Kaleme aldığı tarihî romanlarla ve ödüllerle adını sıkça duyduğumuz bir yazar Yılmaz Gürbüz. Daha önce yazdığı eserlerde tanıdık olduğumuz o akıcı üslubunu bu romanında da sürdürüyor. Yıldırım Bayezid'in tahta çıkışı ile bu cihan imparatorluğu yedi iklime at sürerken fırtınalardan kasırgalardan ve boranlardan geçip ufukta güneşin bir altın elma gibi parladığı günlere ulaşmıştır. Fakat Anadolu'ya kara bulut gibi çöken Timur ile kötü günler tekrar yüzünü göstermiş ve mücadele devletler arası değil kardeşler arası olmaya başlamıştır.
Anadolu ve Rumeli'deki hareketler sadece Yıldırım Bayezid ve şehzadelerini değil Osmanlı Devleti'ni her dem yaşatmak için ailelerinden eşlerinden çocuklarından ayrı düşen Tarkut Kocaları Turhan Beyleri ve oğul yolu gözleyen anaları da etkilemişti. Her şey atalarından aldığı görevi layıkıyla yerine getirmek içindi. Nitekim Osmanlı olmak zordu zorluydu...
İşte Zorlu Osmanlı'da okurken kendinizi alamayacağınız bir kurgu ile anlatıyor 1350'li yıllardan fetih dolu günlere giden ve ardından Fetret Devri ile geçen günleri.

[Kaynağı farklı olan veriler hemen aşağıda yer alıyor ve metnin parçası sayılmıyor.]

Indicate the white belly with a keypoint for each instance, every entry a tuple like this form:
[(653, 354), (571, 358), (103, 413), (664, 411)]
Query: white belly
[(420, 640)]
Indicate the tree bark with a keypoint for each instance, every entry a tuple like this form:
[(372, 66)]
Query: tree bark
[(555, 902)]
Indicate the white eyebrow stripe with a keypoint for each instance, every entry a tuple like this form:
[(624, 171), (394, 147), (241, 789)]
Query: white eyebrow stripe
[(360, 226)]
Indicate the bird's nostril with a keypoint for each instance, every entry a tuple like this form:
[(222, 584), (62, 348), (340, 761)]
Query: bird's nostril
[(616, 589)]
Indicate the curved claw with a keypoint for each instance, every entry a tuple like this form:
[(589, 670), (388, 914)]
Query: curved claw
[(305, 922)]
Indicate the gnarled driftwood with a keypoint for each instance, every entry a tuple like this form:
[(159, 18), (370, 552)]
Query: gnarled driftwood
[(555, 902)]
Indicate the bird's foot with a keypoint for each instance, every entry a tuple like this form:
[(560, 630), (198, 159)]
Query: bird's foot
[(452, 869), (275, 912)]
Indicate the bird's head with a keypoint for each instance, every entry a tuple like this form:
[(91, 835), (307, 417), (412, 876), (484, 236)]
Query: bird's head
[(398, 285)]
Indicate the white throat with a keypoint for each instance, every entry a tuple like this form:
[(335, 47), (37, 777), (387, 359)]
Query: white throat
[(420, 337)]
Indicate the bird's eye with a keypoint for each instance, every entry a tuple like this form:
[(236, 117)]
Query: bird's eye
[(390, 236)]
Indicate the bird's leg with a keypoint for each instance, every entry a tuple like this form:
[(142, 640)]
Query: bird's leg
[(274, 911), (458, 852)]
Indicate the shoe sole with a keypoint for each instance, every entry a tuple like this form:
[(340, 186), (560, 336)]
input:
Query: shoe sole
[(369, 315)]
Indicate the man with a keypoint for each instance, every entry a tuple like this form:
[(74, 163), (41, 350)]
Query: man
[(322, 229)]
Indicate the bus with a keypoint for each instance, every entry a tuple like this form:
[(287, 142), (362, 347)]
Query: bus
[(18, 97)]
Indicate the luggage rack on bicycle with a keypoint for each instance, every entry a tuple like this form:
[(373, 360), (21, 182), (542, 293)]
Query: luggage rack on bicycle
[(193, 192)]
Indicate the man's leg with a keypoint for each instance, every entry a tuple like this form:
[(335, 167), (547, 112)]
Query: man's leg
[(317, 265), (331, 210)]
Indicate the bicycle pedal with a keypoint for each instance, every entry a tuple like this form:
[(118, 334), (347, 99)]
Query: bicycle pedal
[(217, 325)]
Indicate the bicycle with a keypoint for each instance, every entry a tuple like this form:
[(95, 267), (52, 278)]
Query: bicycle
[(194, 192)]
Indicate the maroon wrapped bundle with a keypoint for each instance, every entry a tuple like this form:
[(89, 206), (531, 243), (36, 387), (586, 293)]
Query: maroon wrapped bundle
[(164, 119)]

Alperen cesurdur azimlidir yılmazdır. Alperenin kendine güveni vardır; zorlukları yener güçlüklerle savaşır. Bilip inandığı yoldan geri dönmez; atılgandır. Dayanıklıdır metanetlidir; dağ taş demez yumuşunu yerine getirir ve en ufak darbeden yılmaz ona karşı kor. Alperen sabırlıdır; düşmanı güçlüyse aklını kullanır bekler en uygun anda darbeyi vurur. Alperen ihtiyatlıdır; yanı başında kendisiyle savaşan yoldaşına güvenir sırt sırta verip savaşır. Alperenlik vefalı askerlik olduğu kadar cefalı bir askerlik anlayışıdır. Alplar muhkem yüreklidir güçlüdür. Bu gücü milletinden inancından tarihinden alır. Cesurdur; yağıyı görünce çekinmez atılır. Alperen öncüdür önderdir. Bu öz güveni soyundan Türklük mayasından alır!